How is everyone's holiday? I'm back and it's a brand New year and I'm hoping for a brand new Me. Putting the past in the past, and giving faith a try this year. I have no idea why but ever since the holiday, I have had a great pull to go inside a church and just pray to God and cry out to Him. Lately, that is what I have been doing, a lot of prayers. I want to try to figure out if God is calling me into the ministry, and I also what to find out if it is truly God that is talking to me.

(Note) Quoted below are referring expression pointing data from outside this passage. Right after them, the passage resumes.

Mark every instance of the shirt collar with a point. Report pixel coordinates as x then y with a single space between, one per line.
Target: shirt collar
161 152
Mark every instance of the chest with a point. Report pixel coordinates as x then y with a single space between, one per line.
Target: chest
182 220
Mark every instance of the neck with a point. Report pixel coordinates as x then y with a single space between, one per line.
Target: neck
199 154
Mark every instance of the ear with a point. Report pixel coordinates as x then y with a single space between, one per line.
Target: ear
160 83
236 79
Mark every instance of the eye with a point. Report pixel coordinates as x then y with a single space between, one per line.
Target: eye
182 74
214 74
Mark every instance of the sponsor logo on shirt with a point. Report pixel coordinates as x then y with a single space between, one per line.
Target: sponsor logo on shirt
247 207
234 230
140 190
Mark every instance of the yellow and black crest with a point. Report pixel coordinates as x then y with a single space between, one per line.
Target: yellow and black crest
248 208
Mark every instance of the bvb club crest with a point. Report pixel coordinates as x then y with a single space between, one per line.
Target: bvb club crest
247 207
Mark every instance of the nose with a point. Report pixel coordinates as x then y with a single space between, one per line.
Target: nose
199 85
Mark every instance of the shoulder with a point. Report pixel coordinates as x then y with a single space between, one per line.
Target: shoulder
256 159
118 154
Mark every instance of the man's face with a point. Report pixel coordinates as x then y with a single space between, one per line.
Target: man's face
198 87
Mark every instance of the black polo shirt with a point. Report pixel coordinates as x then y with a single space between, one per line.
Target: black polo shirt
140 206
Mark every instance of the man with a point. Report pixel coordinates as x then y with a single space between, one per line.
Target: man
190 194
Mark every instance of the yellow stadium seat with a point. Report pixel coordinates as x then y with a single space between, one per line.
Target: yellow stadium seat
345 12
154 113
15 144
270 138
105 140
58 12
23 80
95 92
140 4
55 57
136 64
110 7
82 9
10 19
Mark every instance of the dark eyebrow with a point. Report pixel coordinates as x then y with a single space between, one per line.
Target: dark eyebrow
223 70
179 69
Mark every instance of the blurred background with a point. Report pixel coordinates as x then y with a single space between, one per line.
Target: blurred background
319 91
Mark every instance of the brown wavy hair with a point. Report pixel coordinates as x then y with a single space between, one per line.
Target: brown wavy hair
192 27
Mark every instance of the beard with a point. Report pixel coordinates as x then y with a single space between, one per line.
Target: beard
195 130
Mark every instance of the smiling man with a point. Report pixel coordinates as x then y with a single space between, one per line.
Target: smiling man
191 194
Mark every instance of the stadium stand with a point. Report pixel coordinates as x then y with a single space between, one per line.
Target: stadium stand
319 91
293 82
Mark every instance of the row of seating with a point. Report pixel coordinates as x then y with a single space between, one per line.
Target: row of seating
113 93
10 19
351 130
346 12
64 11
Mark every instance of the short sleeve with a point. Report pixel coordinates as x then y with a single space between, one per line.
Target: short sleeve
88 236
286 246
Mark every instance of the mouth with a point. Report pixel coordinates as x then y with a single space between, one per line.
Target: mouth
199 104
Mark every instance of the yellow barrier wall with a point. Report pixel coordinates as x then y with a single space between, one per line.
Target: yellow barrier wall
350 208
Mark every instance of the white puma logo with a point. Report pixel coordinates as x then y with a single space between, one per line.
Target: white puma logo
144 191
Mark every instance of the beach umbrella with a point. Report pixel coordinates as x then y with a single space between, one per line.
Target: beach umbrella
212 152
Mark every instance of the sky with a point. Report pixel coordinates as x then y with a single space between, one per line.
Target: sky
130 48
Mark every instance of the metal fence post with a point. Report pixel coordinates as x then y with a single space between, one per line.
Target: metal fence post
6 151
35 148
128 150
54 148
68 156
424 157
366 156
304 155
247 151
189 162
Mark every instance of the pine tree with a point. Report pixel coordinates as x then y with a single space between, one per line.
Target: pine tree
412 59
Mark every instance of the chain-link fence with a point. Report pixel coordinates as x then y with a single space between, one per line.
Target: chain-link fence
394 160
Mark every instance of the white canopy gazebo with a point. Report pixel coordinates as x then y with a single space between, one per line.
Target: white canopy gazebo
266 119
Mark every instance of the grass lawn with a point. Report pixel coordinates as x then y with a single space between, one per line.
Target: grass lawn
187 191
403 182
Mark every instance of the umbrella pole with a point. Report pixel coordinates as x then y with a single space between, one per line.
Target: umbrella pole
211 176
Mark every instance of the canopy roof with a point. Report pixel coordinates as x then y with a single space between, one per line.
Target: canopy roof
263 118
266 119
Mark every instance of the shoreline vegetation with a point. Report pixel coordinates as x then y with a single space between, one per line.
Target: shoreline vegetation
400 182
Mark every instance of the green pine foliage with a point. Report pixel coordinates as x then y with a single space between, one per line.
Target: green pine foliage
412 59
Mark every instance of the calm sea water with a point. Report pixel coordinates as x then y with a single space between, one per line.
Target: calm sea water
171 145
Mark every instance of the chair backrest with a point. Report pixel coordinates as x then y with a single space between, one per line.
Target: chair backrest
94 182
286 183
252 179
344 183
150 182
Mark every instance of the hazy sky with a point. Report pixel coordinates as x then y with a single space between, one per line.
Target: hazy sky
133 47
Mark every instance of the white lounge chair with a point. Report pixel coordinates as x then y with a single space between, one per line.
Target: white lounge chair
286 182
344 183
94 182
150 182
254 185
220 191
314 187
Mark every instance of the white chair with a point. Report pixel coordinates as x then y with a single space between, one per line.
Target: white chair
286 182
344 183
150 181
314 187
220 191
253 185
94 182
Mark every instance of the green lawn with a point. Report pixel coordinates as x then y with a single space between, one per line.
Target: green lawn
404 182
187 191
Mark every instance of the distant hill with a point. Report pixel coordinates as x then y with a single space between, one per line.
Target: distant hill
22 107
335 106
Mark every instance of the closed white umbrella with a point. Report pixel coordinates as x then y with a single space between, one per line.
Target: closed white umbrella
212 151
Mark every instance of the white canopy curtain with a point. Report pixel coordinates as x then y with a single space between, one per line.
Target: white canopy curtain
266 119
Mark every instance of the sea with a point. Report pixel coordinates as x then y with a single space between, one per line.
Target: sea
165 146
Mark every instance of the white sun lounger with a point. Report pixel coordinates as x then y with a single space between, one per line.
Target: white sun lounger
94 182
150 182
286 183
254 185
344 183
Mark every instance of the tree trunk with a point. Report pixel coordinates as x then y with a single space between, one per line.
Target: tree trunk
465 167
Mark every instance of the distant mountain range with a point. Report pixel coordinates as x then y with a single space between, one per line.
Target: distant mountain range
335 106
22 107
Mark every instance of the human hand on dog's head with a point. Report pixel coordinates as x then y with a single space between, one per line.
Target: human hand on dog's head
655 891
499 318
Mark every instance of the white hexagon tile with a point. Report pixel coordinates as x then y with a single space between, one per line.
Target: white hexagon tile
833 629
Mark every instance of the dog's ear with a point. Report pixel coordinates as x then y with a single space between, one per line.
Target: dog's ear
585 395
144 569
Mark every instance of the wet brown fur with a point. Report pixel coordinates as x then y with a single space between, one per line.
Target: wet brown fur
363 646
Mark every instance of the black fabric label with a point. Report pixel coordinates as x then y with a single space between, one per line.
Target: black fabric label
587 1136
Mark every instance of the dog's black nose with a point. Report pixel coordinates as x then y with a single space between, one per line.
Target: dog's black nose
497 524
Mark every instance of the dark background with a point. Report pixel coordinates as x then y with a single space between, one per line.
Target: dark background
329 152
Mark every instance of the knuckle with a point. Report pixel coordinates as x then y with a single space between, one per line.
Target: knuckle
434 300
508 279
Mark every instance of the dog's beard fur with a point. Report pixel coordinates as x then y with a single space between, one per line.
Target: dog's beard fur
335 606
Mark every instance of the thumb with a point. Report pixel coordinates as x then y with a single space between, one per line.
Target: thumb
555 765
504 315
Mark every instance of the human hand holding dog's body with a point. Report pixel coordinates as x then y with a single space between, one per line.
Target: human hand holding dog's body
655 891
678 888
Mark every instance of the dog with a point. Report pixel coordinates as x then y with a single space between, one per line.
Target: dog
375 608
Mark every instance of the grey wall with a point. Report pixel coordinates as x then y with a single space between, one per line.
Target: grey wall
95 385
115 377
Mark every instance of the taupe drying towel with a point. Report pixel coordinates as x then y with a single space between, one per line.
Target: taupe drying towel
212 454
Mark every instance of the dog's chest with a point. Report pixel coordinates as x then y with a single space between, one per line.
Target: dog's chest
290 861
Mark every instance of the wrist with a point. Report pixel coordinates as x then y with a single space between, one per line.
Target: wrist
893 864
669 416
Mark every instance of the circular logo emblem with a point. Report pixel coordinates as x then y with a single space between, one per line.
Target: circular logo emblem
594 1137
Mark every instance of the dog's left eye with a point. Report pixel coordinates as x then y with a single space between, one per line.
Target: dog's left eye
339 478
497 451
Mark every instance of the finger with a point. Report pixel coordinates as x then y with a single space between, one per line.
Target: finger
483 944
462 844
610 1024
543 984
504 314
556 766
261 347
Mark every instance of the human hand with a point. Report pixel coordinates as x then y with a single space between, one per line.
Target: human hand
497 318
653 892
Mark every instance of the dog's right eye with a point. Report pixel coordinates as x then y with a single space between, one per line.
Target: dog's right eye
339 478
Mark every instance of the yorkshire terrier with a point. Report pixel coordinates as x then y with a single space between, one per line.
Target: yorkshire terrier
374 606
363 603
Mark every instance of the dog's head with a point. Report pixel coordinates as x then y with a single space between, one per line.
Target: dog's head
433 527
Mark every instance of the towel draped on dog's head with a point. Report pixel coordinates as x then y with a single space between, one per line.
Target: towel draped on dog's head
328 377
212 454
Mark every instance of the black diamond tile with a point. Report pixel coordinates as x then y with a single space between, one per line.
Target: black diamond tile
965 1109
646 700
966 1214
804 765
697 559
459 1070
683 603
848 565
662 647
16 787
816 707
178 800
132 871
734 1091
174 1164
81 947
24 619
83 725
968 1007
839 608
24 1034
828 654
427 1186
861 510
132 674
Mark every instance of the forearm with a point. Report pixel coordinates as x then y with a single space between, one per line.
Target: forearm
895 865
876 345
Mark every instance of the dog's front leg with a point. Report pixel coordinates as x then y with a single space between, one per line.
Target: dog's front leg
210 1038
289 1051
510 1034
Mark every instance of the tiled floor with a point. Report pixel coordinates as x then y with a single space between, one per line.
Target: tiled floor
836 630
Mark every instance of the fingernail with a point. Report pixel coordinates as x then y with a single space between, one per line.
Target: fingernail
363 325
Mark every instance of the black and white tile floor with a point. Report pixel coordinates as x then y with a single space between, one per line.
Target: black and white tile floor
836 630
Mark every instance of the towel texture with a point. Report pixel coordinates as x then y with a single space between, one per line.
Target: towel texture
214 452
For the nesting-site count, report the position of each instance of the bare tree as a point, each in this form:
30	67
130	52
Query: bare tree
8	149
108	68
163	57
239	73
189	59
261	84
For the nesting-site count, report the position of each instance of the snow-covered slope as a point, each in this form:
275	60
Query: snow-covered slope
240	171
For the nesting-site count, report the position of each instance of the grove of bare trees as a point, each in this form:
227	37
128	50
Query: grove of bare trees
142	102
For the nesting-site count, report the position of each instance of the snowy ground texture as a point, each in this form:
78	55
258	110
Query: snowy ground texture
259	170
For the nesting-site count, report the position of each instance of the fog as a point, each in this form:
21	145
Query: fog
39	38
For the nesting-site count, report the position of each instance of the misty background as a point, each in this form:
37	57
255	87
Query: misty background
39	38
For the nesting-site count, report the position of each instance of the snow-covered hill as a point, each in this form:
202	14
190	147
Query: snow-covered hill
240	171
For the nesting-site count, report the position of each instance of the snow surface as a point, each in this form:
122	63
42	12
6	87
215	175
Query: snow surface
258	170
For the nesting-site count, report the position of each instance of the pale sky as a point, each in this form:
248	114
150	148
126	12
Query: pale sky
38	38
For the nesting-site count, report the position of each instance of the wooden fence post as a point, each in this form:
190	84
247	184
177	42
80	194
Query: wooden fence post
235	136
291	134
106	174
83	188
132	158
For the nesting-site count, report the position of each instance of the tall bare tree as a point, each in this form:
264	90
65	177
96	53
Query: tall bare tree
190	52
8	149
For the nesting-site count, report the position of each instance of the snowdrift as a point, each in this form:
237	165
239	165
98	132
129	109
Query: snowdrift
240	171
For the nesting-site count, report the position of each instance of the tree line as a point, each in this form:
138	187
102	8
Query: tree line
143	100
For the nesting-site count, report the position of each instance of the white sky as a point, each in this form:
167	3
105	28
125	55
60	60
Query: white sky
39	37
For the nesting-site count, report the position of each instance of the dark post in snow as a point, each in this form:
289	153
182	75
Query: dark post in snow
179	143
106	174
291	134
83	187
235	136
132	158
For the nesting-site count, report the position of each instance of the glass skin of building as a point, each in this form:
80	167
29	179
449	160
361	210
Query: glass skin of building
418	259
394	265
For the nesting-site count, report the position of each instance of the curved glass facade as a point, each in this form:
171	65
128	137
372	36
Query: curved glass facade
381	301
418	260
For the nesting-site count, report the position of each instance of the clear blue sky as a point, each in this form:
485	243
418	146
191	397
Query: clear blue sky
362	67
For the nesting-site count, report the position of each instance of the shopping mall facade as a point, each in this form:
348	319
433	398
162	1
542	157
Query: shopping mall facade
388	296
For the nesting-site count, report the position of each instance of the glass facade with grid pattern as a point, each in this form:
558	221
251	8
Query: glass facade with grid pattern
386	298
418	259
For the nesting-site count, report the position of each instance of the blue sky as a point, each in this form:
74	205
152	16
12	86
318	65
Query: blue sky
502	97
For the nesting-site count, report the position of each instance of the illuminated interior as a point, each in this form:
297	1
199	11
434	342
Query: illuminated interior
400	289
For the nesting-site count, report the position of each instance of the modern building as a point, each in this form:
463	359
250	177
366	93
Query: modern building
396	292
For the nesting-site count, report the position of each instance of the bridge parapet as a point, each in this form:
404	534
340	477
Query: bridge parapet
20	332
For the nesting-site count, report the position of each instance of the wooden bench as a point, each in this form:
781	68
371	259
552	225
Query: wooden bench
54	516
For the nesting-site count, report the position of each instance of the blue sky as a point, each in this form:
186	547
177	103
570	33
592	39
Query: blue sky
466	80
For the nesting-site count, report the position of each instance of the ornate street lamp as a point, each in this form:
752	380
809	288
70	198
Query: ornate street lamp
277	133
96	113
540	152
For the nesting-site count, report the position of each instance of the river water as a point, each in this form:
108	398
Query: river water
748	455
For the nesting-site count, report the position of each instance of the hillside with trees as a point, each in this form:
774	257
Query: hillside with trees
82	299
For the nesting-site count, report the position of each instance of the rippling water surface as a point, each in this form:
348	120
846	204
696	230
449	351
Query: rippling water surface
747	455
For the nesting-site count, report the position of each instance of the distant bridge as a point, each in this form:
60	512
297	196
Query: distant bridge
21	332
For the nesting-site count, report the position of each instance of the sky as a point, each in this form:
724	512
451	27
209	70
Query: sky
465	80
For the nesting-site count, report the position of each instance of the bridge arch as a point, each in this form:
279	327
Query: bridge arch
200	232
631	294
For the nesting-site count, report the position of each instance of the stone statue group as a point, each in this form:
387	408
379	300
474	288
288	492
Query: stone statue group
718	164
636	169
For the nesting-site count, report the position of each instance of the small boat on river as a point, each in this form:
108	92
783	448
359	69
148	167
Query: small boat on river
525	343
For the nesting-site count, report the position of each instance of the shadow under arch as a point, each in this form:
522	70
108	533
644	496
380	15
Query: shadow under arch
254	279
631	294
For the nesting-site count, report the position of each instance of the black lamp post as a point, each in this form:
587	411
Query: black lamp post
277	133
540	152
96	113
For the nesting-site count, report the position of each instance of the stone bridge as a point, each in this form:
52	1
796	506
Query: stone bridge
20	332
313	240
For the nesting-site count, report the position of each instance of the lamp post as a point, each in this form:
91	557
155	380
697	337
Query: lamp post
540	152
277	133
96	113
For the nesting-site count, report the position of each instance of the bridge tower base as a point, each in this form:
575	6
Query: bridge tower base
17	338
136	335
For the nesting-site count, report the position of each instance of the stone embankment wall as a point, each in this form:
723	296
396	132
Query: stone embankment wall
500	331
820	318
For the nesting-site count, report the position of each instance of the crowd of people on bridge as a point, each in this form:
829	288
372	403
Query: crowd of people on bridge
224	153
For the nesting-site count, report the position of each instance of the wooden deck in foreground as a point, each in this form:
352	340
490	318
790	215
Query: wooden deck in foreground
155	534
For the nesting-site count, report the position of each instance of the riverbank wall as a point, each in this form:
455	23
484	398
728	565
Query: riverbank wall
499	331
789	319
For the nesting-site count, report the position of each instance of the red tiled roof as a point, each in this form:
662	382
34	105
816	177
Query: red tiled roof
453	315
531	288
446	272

I know I may have sound like a crazy lunatic who is hearing things but I'm not. I spend half of the early morning reading my bible. One night I think I had just only about probably 2 hours of sleep, I was awaken from a disturbing dream...well I wouldn't say disturbing but it was an odd dream. In this dream I saw that even though I tried to go towards my own path, I ended up in a path that I think God and of course my parents wants me to be in. I prayed to him asking him what that dream had meant, still no answers...
So I took my bible and read from Genesis all the way to Exodus and read about the story of Noah to Abraham to Moses and ending with Joseph, showing their own road to faith and to God. I saw that even when they have sinned God had still forgiven them, I also found out that even when they tried to go off on their own God had still remembered them and brought them back into His path. I wonder why I have happened to come across these passages, what is it that God is trying to tell me? Does he want me to keep me in the school that I'm in and in the major in which i have chosen or am I to give all that up and start a new different direction? I'm confuse yet at peace because I have finally prayed and sacrifice my whole life to Him, and if it is His will that I become his Servant of God I know he will point me in the right direction.
I wonder how had God called many ministers into the ministry?